The first six songs send the listener on a journey through Georgia, Los Angeles, Birmingham, and elsewhere, telling of broken hearts, internal struggles, and soul searching. Currin’s vocals are soulful with a mixture of sorrow and anger permeating the tracks.
Opening the album is the gritty, electric guitar laden “Another Love Song” on which he sings, “I grew up hating others til I met Jesus in a Georgia town.” “City of Angels” has a roots-rock ’90s vibe, and provides the backdrop for a woman searching for something other than broken dreams and a broken heart.
A mid-tempo ballad written for a love who left him shattered, “Birmingham” is melodically and lyrically gutting:
I’m lost with you gone,
I drive these highways just to be alone…
and these days that we plan
it’s the deeper things it takes to be a man…
You drive on back to Tennessee
to live your life and forget me,
to swim this ocean out to sea,
a shell of who I used to be.
Southern rock and a noir vibe pulse on “Midnight Train,” as Currin searches for the one who got away. “Ballad of a Horse Thief” paints a cinematic Western tale of vengeance.
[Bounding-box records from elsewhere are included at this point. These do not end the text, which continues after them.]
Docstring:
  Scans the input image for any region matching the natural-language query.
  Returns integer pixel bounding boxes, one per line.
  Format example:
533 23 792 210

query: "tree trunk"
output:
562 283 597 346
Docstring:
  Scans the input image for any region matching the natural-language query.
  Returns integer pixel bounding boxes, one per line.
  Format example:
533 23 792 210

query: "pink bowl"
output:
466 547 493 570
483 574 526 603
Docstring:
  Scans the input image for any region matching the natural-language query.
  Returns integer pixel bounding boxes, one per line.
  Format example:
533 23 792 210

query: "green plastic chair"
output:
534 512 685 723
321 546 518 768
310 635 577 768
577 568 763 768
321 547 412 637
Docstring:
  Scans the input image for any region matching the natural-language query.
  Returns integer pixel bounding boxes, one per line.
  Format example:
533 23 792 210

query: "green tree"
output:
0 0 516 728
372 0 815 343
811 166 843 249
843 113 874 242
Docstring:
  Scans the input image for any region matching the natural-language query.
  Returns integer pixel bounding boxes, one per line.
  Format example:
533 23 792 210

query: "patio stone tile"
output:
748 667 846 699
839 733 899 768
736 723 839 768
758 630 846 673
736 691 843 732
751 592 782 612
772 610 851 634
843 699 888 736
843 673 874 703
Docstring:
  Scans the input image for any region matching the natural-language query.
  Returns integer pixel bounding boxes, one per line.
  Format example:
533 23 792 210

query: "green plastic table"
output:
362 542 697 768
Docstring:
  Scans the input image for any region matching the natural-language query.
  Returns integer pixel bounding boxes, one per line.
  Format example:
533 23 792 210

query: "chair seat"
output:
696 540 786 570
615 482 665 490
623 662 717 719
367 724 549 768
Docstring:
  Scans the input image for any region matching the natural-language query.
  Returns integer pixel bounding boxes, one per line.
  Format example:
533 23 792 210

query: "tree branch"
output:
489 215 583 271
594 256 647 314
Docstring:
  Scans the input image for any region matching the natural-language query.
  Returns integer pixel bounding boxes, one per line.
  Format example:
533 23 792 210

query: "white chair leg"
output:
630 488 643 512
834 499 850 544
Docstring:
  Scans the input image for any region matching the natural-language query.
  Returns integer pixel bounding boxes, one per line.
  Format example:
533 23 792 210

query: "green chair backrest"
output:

And The Madman concludes with the deeply intense, emotional, religiously charged “Sinner or Saint,” which packs the internal questioning and struggle as to who one is:
Am I a sinner or am I a saint
‘cause I feel like a misfit on my better days…
from the earthly things that eat my soul…
am I the fire or am I the smoke…
I cross my fingers behind my back
hope my God will take up the slack.
The disc then takes an acoustic turn, beginning with “A Madman or a Poet” — a sparse, delicate, achingly beautifully song on which Currin practically whispers, “So run away with me my love.”
That’s followed by the stunning “She Reminds Me,” which will tighten your heart in the best way possible. There’s also the hopeful “We All Need to Love Sometimes” and the affecting “Ship with No Sea.” The album closes with “Let Grace Fall Down on Me” — a prayer-like duet that is so powerful it might leave you an emotional wreck.
The Madman and The Poet is incredibly human, haunting, and intensely moving. It’s easily one of my favorite albums of the year so far.